Sébastien écoutait attentivement les explications du commandant du LNG Jacques Cartier. C’était la première fois qu’il visitait un méthanier et il commençait à prendre conscience des dimensions du bateau. Il notait que la forêt de tuyaux emmêlés offrait un terrain propice à une progression à l’abri des regards de l’ennemi.
Accompagné de ses hommes, Sébastien visitait méthodiquement le méthanier dont il essayait de comprendre le plan et le fonctionnement.
Le commandant poursuivait son cours théorique. « Le gaz liquide est chargé sur le navire par les bras de chargement que vous pouvez voir au centre du navire. Le GNL est ensuite réparti dans les quatre réservoirs qui ont été refroidis au préalable pour éviter un réchauffement et une évaporation du liquide. »
« Merci pour vos explications. » interrompit poliment le militaire. « Ce que j’essaie de comprendre, c’est dans quelle mesure votre bateau est différent du LNG Surcouf ? » poursuivit l’officier.
« Le LNG Jacques Cartier et le LNG Surcouf sont absolument identiques. Ils ont été construits en même temps sur le même chantier en Corée. » lui répondit le commandant.
« Donc les coursives sont les mêmes, ainsi que les portes, les escaliers, l’échelle de coupée… »
« Le plan du bateau est strictement le même, tout comme les équipements, tuyaux, valves, réservoirs, etc. »
« Pouvez-vous me montrer les différentes caméras à bord et leur champ de vision ? »
Le chef des terroristes écoutait la radio grésiller. « Ici la frégate Languedoc, pour le LNG Surcouf, répondez ». Après trois appels, de la frégate, il prit le combiné de la radio et répondit avec lenteur « Ici le LNG Surcouf, je vous écoute ».

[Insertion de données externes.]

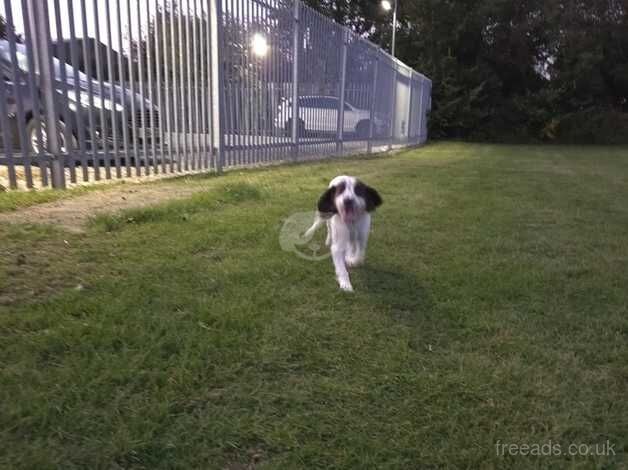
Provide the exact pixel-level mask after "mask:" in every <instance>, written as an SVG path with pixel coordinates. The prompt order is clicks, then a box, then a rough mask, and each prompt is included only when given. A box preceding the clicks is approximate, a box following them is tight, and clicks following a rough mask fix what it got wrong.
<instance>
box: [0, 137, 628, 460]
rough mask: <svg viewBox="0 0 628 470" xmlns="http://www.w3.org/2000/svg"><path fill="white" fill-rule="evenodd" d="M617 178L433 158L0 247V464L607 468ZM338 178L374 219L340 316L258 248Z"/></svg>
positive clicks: (620, 174) (622, 324) (255, 191)
mask: <svg viewBox="0 0 628 470" xmlns="http://www.w3.org/2000/svg"><path fill="white" fill-rule="evenodd" d="M627 157H628V149H626V148H601V147H588V148H587V147H535V146H491V145H466V144H440V145H432V146H428V147H425V148H422V149H419V150H412V151H408V152H404V153H401V154H398V155H394V156H389V157H380V158H372V159H362V160H360V159H349V160H344V161H332V162H326V163H320V164H308V165H296V166H286V167H278V168H272V169H266V170H258V171H246V172H238V173H230V174H227V175H225V176H224V177H220V178H210V179H207V180H206V181H205V182H204V184H206V190H205V191H204V192H201V193H198V194H196V195H194V196H193V197H191V198H189V199H185V200H180V201H176V202H172V203H170V204H167V205H161V206H158V207H154V208H150V209H144V210H132V211H129V212H128V213H125V214H122V215H118V216H116V215H114V216H107V217H102V216H101V217H98V218H97V219H95V220H94V221H92V223H91V224H90V226H89V228H88V230H87V232H86V233H84V234H69V233H63V232H61V231H56V230H55V229H52V228H45V227H41V226H25V225H22V226H4V227H1V228H0V234H1V237H2V241H3V243H2V245H3V246H2V250H1V251H0V287H1V288H0V301H1V302H2V306H1V307H0V308H2V312H1V313H0V340H1V342H2V348H1V349H0V366H1V377H0V383H1V385H0V393H1V395H0V422H1V423H2V426H1V427H0V438H1V442H2V446H1V447H0V449H1V450H0V467H3V468H29V469H30V468H32V469H46V468H63V469H74V468H89V469H96V468H138V469H139V468H146V469H166V468H168V469H170V468H178V469H192V468H207V469H230V470H235V469H247V468H261V469H281V470H283V469H311V468H321V469H328V468H346V469H367V468H378V469H380V468H382V469H411V468H469V469H479V468H495V469H501V468H519V469H530V468H547V469H554V468H605V469H615V468H626V465H628V457H627V455H628V443H627V437H628V400H627V399H626V397H627V396H628V395H627V393H628V309H627V305H628V289H627V286H628V239H627V233H628V231H627V228H628V205H627V204H626V201H628V158H627ZM340 173H349V174H355V175H358V176H359V177H362V178H363V179H364V180H365V181H367V182H368V183H369V184H372V185H373V186H375V187H376V188H377V189H378V190H380V193H381V194H382V196H383V198H384V205H383V206H382V207H381V209H380V210H378V212H377V213H376V215H375V217H374V231H373V233H372V237H371V242H370V246H369V252H368V259H367V265H366V266H365V267H363V268H360V269H358V270H356V271H355V272H354V273H353V274H352V279H353V285H354V288H355V289H356V293H355V294H353V295H350V294H343V293H341V292H339V291H338V289H337V286H336V284H335V281H334V278H333V269H332V266H331V262H330V260H328V259H327V260H325V261H323V262H314V261H307V260H304V259H301V258H299V257H297V256H295V255H294V254H293V253H289V252H285V251H282V250H281V249H280V246H279V241H278V239H279V232H280V229H281V227H282V224H283V221H284V220H285V219H286V218H287V217H289V216H290V215H291V214H293V213H295V212H302V211H307V210H312V209H313V206H314V203H315V201H316V199H317V197H318V195H319V194H320V193H321V192H322V190H323V189H324V187H325V185H326V184H327V182H328V181H329V179H331V177H333V176H335V175H337V174H340ZM181 184H185V182H184V181H182V182H181ZM322 232H323V231H321V233H319V237H320V239H321V240H322V237H323V235H324V234H323V233H322ZM20 254H23V256H20ZM607 440H608V441H610V443H611V444H612V445H613V446H614V447H613V451H614V453H615V455H610V456H596V457H592V456H589V457H571V456H569V455H567V453H568V446H569V444H571V443H575V444H593V445H595V444H599V445H601V444H603V443H605V442H606V441H607ZM498 442H501V443H507V444H520V445H522V444H528V445H534V444H537V445H541V444H545V443H547V442H551V443H552V444H560V445H561V446H562V448H561V449H562V451H563V455H561V456H556V455H554V456H541V457H538V456H534V457H530V456H527V457H524V456H509V455H506V456H501V455H497V452H496V443H498Z"/></svg>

« Ici le colonel Drian, je souhaite parler à la personne en charge du navire. » grésilla la radio.
« Je suis la personne en charge, cheikh Abou Saïf al Faransi ».
« Je voulais revenir vers vous à propos de vos exigences. »

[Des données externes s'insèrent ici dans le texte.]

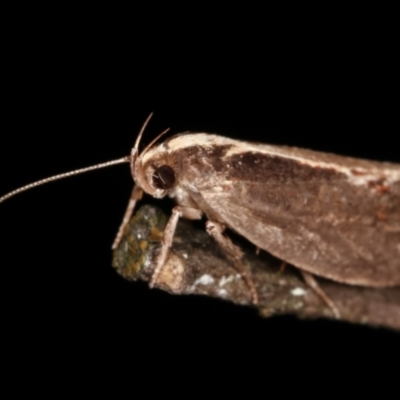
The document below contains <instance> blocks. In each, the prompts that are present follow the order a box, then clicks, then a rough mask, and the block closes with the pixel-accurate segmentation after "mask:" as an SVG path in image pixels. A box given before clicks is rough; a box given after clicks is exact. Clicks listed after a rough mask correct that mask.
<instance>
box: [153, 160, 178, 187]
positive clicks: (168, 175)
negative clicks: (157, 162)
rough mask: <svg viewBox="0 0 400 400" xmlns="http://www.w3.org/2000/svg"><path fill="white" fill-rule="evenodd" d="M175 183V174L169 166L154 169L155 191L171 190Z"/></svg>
mask: <svg viewBox="0 0 400 400" xmlns="http://www.w3.org/2000/svg"><path fill="white" fill-rule="evenodd" d="M174 183H175V172H174V170H173V169H172V168H171V167H170V166H169V165H162V166H161V167H158V168H156V170H155V171H154V174H153V185H154V186H155V187H156V188H157V189H171V188H172V186H174Z"/></svg>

« Bien. Quand seront-elles mises en œuvre ? »
« Nous sommes prêts à accéder à certaines demandes dans la mesure où elles sont raisonnables. Votre troisième demande concernant les détenus en Europe peut facilement être mise en œuvre, notamment en France. Mais comprenez que tout ce qui dépend d’autres états, comme vos demandes numéro 1 et numéro 2, est plus compliqué à mettre en œuvre. En outre… »

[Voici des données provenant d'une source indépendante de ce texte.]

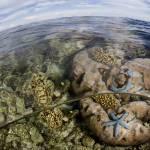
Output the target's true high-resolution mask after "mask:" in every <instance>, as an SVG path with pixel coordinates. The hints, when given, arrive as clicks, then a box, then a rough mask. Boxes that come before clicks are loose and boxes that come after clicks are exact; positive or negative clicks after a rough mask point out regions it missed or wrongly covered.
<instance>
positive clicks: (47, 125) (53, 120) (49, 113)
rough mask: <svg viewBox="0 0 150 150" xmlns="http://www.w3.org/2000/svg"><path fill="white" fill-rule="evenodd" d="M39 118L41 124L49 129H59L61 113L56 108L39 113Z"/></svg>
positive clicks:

« En outre ? » répéta le terroriste sur un ton interrogateur.
« En outre » poursuivit la radio, « nous avons besoin de nous assurer de votre bonne foi et pour cela nous vous demandons de libérer des otages. »
Victoria se pencha vers Alexandre qui tendit l’oreille. « Je ne comprends pas le lien entre l’attaque aux Etats-Unis et l’attaque du Surcouf. »
« Tu veux dire que tu ne vois pas le lien entre deux méthaniers détournés à vingt-quatre heures d’intervalle par des terroristes islamistes ? » répondit Alexandre un brin moqueur.
« Bien sûr qu’il y a un lien entre les deux » fit Victoria levant les yeux au ciel. « Mais j’ai du mal à comprendre comment ces deux détournements s’articulent dans un plan d’ensemble. »
« Je t’accorde qu’on ne sait pas encore très bien l’objectif des terroristes sur le Surcouf. En revanche, on peut comprendre l’objectif de l’équipe de Boston. Le terminal d’Everett est situé dans une zone urbaine dense. S’ils avaient réussi à faire exploser le bateau à proximité immédiate du terminal, le nombre de victimes aurait été énorme. Le terminal d’Everett est l’un des plus anciens dans le monde. Il a été construit au cœur de la ville de Boston, à moins de trois kilomètres du centre-ville et du campus d’Harvard. Symboliquement, l’attaque aurait été un coup très rude porté à l’Amérique. »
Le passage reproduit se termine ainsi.